Urodził się 7 maja 1913 roku w Berlinie. W 1919 roku jego rodzina przeniosła się do Poznania. Przed wojną mieszkał i pracował w Poznaniu jako chemik. Wielkopolska, po zajęciu przez niemieckiego okupanta we wrześniu 1939 roku, została włączona do III Rzeszy Niemieckiej jako Kraj Warty. Językiem urzędowym stał się język niemiecki. Wprowadzono godzinę policyjną i nakaz pracy dla Polaków. Skonfiskowano broń, odbiorniki radiowe, aparaty fotograficzne. Jerzy Kowalski w okresie niemieckiej okupacji został zatrudniony jako robotnik w Warsztatach Głównych Parowozowo-Wagonowych Polskich Kolei Państwowych w Poznaniu, czyli późniejszych Poznańskich Zakładach Naprawczych Taboru Kolejowego (w skrócie ZNTK Poznań).

Pod niemiecką okupacją Polacy szybko zaczęli organizować konspirację. W dniu 16 listopada 1939 roku działacze Stronnictwa Narodowego (SN) powołali konspiracyjną organizację wojskową – Narodową Organizację Bojową (NOB).

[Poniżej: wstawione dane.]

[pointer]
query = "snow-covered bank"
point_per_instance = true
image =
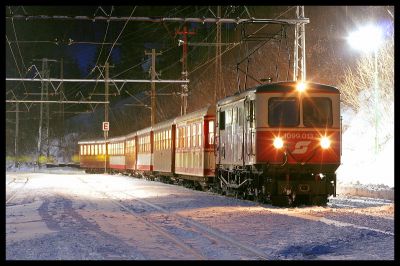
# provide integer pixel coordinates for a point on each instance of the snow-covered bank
(82, 216)
(362, 167)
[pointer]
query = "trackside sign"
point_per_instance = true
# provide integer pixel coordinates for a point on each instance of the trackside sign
(106, 126)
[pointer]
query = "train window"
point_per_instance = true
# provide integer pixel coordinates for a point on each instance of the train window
(317, 112)
(228, 116)
(199, 134)
(188, 136)
(240, 116)
(283, 111)
(164, 139)
(210, 132)
(194, 133)
(177, 139)
(222, 120)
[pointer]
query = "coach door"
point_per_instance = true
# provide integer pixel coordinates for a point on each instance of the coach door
(249, 143)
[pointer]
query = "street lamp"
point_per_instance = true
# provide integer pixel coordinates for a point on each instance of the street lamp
(368, 39)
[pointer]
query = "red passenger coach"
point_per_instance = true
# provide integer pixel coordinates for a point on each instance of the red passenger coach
(194, 142)
(164, 148)
(144, 162)
(130, 152)
(116, 153)
(92, 156)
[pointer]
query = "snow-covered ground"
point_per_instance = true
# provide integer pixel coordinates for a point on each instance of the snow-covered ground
(361, 164)
(66, 214)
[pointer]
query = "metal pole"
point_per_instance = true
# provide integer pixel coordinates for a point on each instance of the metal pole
(16, 134)
(44, 62)
(153, 87)
(376, 99)
(61, 132)
(106, 112)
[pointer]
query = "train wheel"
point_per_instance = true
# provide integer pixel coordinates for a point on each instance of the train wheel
(282, 201)
(319, 200)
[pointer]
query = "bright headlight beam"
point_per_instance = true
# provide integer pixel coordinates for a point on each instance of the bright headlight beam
(301, 86)
(325, 142)
(366, 39)
(278, 143)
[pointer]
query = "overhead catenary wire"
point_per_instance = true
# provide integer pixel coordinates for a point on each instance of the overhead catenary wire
(16, 63)
(133, 10)
(16, 40)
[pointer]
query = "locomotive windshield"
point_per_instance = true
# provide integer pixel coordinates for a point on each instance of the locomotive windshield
(317, 112)
(283, 112)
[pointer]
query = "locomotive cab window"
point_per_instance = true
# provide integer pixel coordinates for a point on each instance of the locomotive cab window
(317, 112)
(283, 111)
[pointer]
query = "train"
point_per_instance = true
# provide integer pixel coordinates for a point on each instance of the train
(278, 142)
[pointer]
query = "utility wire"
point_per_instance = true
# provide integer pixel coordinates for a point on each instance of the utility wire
(121, 33)
(16, 63)
(16, 39)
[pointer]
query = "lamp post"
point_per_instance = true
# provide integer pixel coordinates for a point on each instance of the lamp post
(368, 39)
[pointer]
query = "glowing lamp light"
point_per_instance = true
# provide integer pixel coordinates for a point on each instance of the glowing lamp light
(301, 86)
(325, 142)
(278, 143)
(366, 39)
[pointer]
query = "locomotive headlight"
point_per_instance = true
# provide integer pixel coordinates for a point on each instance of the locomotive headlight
(325, 142)
(301, 86)
(278, 143)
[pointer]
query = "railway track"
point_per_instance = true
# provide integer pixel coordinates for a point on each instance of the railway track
(216, 236)
(178, 242)
(204, 229)
(15, 192)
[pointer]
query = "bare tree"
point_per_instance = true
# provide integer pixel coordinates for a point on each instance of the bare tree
(357, 88)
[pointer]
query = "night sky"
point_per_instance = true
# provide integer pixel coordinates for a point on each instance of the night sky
(79, 43)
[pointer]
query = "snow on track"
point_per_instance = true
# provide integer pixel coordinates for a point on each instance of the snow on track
(56, 216)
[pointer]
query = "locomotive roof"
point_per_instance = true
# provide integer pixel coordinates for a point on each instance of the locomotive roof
(97, 141)
(284, 86)
(290, 86)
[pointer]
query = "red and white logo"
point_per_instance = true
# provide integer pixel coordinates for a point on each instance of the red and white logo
(301, 147)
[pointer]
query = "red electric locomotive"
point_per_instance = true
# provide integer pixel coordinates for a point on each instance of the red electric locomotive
(280, 142)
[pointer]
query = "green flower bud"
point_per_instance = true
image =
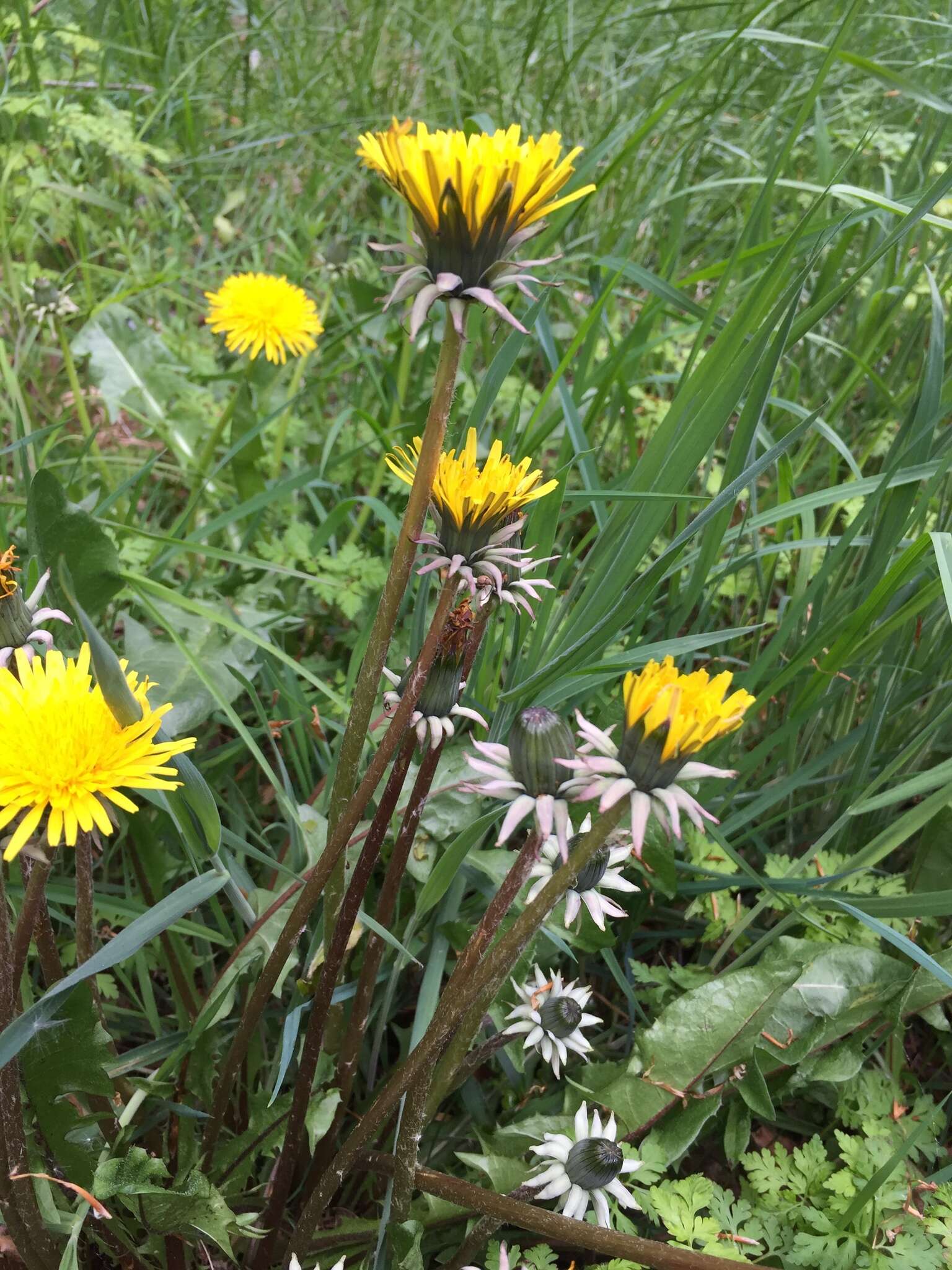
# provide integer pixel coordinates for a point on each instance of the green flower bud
(594, 870)
(560, 1016)
(15, 620)
(594, 1162)
(441, 691)
(536, 739)
(643, 761)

Jerzy Kowalski zaangażował się w działalność ruchu oporu. Wiosną 1940 roku został zaprzysiężony do NOB w Wydzielonym Obwodzie Warsztaty Kolejowe w Poznaniu. Przyjął pseudonim „Georg”. Wiemy, że opracowywał mapy topograficzne pod kątem przyszłego powstania narodowego oraz że został przeszkolony na kursie wojskowym dla żołnierzy NOB, który był prowadzony w Wydzielonym Obwodzie Warsztaty Kolejowe.

Na skutek dekonspiracji i zwerbowania w NOB agentów organizacja została rozbita. Pierwsze aresztowania miały miejsce w grudniu 1940 roku. Jerzy Kowalski ps. „Georg” został aresztowany przez gestapo 27 stycznia 1941 roku i osadzony w poznańskim Forcie VII, a później w niemieckim więzieniu w Olsztynie. Poddano go wielomiesięcznemu intensywnemu śledztwu. Nie posiadamy żadnych informacji z tego okresu jego życia. Wiemy, że Jerzy Kowalski ps. „Georg” zmarł w niemieckim więzieniu w Olsztynie w 1942 roku z powodu wyczerpania organizmu niemieckim dochodzeniem. Miał 29 lat.